Da tempo è risaputo che l’ospedale di Mirano accoglie sbandati e senzatetto per passare la notte, ora però si scopre anche che quegli stessi sbandati si fanno la guerra per accaparrarsi i posti migliori dove dormire. Sangue, porte danneggiate e vetri rotti: questo si sono trovati di fronte, giovedì all’alba, gli addetti alle pulizie nell’atrio della vecchia portineria. Come riporta Il Gazzettino, qualcuno è venuto alle mani nell’area compresa tra il centro di sterilizzazione e il centro-prelievi. Uno sbandato, rimasto ferito dopo un’aggressione, sarebbe anche finito al vicino Pronto Soccorso.
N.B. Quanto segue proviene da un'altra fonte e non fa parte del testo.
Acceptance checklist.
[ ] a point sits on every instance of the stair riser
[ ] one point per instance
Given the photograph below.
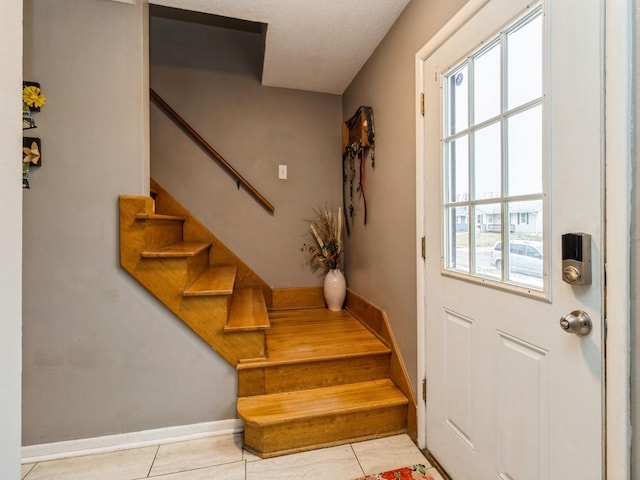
(339, 429)
(301, 376)
(161, 233)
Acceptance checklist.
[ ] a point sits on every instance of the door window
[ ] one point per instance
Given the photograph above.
(493, 160)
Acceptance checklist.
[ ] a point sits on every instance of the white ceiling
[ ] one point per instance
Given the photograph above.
(314, 45)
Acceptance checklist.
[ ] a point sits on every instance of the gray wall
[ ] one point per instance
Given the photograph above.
(209, 76)
(381, 260)
(635, 276)
(10, 238)
(101, 356)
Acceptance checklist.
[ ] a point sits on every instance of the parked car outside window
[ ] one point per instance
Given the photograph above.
(525, 257)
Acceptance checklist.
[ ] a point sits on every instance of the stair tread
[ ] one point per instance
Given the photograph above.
(157, 216)
(216, 280)
(318, 334)
(248, 311)
(275, 408)
(179, 249)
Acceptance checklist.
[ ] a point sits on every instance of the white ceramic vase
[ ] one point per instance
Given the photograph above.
(335, 289)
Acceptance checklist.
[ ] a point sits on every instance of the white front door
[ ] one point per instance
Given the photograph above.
(514, 160)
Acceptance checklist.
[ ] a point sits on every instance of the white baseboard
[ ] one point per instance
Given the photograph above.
(124, 441)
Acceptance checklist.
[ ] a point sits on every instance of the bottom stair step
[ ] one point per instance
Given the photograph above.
(283, 423)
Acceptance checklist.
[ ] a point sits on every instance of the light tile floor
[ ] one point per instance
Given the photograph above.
(223, 458)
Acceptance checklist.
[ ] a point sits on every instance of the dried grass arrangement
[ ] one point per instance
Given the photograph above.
(326, 231)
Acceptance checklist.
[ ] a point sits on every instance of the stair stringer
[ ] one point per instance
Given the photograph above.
(167, 279)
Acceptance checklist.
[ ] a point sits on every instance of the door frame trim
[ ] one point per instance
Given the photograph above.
(618, 157)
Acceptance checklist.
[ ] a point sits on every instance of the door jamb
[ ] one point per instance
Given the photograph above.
(618, 116)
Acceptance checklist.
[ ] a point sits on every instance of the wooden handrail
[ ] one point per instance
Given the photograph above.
(203, 143)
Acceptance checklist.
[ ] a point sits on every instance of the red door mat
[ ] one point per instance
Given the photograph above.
(416, 472)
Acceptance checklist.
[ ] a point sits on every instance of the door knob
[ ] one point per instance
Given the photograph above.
(577, 322)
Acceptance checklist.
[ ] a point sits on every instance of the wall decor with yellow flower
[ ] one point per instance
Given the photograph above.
(32, 100)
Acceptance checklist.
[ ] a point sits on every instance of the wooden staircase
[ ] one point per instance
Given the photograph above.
(307, 377)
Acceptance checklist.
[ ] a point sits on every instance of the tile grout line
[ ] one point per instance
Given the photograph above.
(29, 472)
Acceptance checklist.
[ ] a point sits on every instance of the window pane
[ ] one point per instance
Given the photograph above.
(458, 101)
(457, 239)
(526, 255)
(486, 85)
(524, 152)
(487, 241)
(524, 63)
(458, 170)
(487, 161)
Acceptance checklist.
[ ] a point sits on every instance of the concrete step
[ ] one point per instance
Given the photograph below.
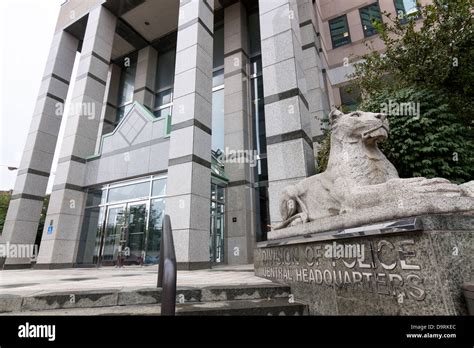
(138, 296)
(272, 307)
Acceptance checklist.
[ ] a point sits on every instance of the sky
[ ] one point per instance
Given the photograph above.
(26, 32)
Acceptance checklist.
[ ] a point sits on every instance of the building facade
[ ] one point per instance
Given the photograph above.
(200, 109)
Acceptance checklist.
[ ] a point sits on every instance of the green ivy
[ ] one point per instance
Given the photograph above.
(435, 143)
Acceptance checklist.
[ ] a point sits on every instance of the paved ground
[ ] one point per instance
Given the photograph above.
(33, 282)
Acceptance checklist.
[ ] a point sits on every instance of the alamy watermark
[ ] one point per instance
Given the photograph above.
(393, 108)
(19, 251)
(239, 156)
(82, 109)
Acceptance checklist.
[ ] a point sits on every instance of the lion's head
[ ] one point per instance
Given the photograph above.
(355, 126)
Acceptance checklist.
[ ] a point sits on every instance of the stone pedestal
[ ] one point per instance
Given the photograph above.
(412, 266)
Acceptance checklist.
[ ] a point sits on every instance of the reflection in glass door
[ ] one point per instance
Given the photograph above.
(217, 232)
(135, 233)
(124, 235)
(114, 228)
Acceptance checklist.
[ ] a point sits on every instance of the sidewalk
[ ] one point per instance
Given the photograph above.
(35, 282)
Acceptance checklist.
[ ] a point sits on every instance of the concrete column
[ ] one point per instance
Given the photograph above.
(25, 207)
(145, 77)
(66, 206)
(110, 115)
(316, 94)
(189, 175)
(240, 211)
(287, 120)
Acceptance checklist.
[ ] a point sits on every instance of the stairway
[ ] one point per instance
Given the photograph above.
(268, 299)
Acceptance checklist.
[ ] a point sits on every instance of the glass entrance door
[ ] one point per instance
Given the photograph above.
(124, 234)
(114, 229)
(217, 232)
(136, 232)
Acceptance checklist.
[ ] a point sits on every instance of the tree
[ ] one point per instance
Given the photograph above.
(434, 52)
(427, 62)
(431, 144)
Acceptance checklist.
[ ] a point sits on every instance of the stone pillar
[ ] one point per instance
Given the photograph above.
(189, 175)
(59, 246)
(145, 77)
(316, 94)
(240, 211)
(30, 188)
(110, 115)
(287, 120)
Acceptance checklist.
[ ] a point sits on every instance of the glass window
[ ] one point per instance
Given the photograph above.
(339, 31)
(164, 98)
(164, 83)
(254, 33)
(406, 8)
(218, 47)
(165, 70)
(155, 226)
(258, 112)
(218, 78)
(127, 85)
(133, 191)
(95, 197)
(218, 120)
(162, 112)
(159, 188)
(369, 15)
(122, 111)
(91, 232)
(350, 97)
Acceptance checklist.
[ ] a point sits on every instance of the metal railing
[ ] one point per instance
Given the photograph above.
(167, 270)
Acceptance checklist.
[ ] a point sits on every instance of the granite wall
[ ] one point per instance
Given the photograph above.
(391, 271)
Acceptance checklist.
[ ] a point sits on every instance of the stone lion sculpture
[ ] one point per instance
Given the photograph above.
(358, 175)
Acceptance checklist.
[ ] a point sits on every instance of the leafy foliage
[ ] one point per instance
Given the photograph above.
(433, 144)
(433, 52)
(427, 60)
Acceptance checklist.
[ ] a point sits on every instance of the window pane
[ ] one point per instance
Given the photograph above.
(155, 225)
(162, 112)
(406, 6)
(122, 111)
(213, 192)
(254, 33)
(159, 188)
(220, 194)
(218, 78)
(368, 15)
(218, 47)
(218, 120)
(350, 97)
(90, 236)
(94, 197)
(163, 98)
(127, 79)
(165, 71)
(133, 191)
(339, 31)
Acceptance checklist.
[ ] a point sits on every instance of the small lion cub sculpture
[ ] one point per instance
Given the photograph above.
(358, 174)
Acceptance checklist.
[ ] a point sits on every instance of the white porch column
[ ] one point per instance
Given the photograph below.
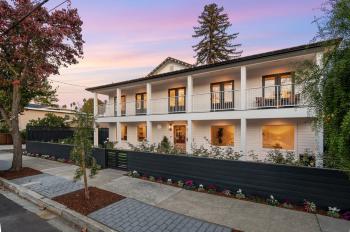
(243, 94)
(95, 115)
(189, 94)
(95, 104)
(119, 132)
(319, 130)
(243, 144)
(95, 135)
(149, 97)
(112, 132)
(118, 106)
(149, 131)
(189, 137)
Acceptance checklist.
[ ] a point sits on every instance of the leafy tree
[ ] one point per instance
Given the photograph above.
(215, 44)
(50, 120)
(31, 52)
(81, 153)
(327, 87)
(88, 106)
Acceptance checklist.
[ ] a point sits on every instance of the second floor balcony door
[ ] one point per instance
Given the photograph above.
(222, 96)
(177, 100)
(141, 103)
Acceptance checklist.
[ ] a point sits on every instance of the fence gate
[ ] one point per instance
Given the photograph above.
(116, 159)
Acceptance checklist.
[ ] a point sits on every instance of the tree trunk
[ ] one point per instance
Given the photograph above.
(16, 136)
(83, 166)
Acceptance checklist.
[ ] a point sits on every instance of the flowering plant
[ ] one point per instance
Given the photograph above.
(272, 201)
(309, 206)
(346, 215)
(201, 188)
(239, 194)
(211, 188)
(227, 192)
(333, 212)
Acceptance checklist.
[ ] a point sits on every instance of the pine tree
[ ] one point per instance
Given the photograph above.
(216, 44)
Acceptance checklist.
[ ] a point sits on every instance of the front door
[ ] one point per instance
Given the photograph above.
(180, 136)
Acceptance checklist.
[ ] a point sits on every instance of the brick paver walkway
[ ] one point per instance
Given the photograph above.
(48, 185)
(130, 215)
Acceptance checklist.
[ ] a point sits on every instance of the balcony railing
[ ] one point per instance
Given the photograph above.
(216, 101)
(277, 96)
(168, 105)
(256, 98)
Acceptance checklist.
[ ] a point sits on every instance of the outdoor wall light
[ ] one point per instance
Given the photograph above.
(170, 126)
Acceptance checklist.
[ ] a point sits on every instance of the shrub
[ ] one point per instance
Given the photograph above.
(333, 212)
(180, 183)
(310, 206)
(239, 194)
(201, 188)
(272, 201)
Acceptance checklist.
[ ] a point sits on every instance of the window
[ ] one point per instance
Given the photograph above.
(123, 105)
(124, 132)
(177, 100)
(141, 103)
(278, 136)
(141, 132)
(279, 86)
(222, 135)
(222, 95)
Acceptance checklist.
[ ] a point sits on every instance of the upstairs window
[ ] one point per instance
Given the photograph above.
(124, 133)
(141, 132)
(222, 135)
(222, 95)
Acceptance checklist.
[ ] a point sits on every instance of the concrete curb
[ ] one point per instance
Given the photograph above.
(69, 215)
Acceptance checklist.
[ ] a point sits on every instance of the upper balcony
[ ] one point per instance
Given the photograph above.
(269, 97)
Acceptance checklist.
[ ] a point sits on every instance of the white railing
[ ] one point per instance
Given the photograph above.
(168, 105)
(106, 110)
(276, 96)
(134, 108)
(256, 98)
(216, 101)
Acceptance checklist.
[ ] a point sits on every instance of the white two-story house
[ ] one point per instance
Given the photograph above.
(250, 103)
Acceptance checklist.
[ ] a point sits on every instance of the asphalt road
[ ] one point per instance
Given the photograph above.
(14, 218)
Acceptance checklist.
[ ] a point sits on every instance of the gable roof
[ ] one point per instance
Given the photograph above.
(304, 47)
(166, 61)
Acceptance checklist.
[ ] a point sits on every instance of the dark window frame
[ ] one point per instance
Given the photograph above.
(174, 109)
(143, 108)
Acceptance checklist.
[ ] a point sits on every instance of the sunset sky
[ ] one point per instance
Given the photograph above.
(126, 39)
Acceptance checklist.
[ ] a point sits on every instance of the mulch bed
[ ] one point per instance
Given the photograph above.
(10, 175)
(99, 198)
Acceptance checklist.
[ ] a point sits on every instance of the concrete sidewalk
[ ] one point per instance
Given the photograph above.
(242, 215)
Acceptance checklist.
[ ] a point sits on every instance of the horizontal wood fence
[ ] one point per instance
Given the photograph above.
(5, 139)
(325, 187)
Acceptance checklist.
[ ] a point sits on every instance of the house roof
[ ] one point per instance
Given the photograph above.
(169, 60)
(223, 63)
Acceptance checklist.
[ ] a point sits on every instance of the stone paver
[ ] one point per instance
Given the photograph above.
(48, 185)
(130, 215)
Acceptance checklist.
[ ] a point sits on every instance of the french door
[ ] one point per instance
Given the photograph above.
(222, 95)
(177, 100)
(141, 103)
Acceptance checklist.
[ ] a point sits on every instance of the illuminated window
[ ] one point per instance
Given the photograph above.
(222, 135)
(124, 132)
(141, 133)
(278, 136)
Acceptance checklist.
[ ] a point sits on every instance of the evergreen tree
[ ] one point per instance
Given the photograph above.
(215, 44)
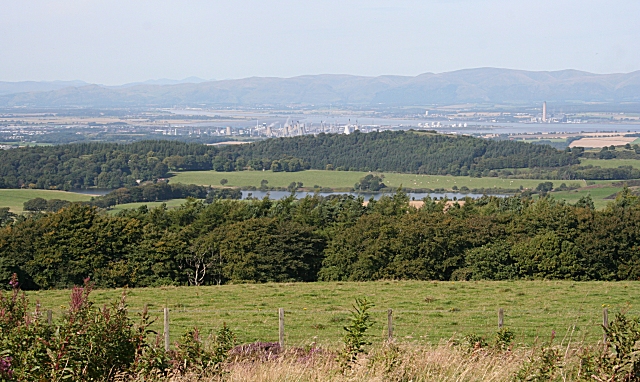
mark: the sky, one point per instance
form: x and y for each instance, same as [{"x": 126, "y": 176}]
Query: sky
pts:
[{"x": 119, "y": 41}]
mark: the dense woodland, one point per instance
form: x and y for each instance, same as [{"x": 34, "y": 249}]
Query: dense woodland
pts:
[
  {"x": 112, "y": 166},
  {"x": 152, "y": 192},
  {"x": 316, "y": 238}
]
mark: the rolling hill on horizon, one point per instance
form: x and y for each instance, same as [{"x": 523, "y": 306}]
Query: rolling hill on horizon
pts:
[{"x": 481, "y": 85}]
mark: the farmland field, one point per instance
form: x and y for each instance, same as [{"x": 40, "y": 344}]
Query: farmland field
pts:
[
  {"x": 602, "y": 141},
  {"x": 598, "y": 194},
  {"x": 424, "y": 311},
  {"x": 14, "y": 199},
  {"x": 343, "y": 179}
]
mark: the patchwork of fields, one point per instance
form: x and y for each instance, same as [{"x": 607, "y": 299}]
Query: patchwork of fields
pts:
[
  {"x": 339, "y": 180},
  {"x": 14, "y": 199},
  {"x": 424, "y": 311},
  {"x": 344, "y": 179}
]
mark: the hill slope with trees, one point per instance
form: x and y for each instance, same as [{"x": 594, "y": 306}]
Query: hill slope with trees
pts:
[
  {"x": 317, "y": 238},
  {"x": 111, "y": 165}
]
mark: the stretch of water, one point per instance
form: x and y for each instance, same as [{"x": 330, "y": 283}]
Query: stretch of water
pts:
[
  {"x": 473, "y": 127},
  {"x": 413, "y": 195}
]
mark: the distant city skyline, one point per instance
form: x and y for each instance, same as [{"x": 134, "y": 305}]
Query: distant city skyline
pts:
[{"x": 116, "y": 42}]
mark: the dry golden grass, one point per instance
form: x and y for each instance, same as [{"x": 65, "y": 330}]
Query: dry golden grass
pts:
[{"x": 403, "y": 362}]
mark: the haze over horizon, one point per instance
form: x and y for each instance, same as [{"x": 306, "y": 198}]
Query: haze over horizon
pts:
[{"x": 118, "y": 42}]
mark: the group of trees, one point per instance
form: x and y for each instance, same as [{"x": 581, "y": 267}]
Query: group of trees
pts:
[
  {"x": 111, "y": 165},
  {"x": 400, "y": 151},
  {"x": 102, "y": 165},
  {"x": 152, "y": 192},
  {"x": 318, "y": 238}
]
Un senzatetto sarebbe stato colpito con una bottiglia o con un coltello all’altezza del gomito, dove gli è stata riscontrata una ferita piuttosto profonda. Dopo le prime cure in Pronto Soccorso, è stato trasferito al reparto di Ortopedia dell’ospedale di Dolo. Negli ambienti ospedalieri la notizia si è diffusa in un baleno, provocando una certe apprensione visto che ormai la presenza di sbandati all’interno dell’ospedale è diventata pura routine. Ci sono persone disperate che si cercano tranquillamente un angolino per dormire ma ci sono anche tossicodipendenti e accattoni già finiti in passato nel mirino delle forze dell’ordine.

Durante la notte sull’ospedale di Mirano vigila una guardia giurata, ma non basta. Ecco perché la direzione generale dell’Ulss 13 sta lavorando ad un piano di chiusura degli accessi all’ospedale. La questione non è semplice da risolvere perché ci sono alcuni cancelli che devono rimanere aperti sempre, come ad esempio quello del Pronto Soccorso. Molte porte di sicurezza verranno allarmate.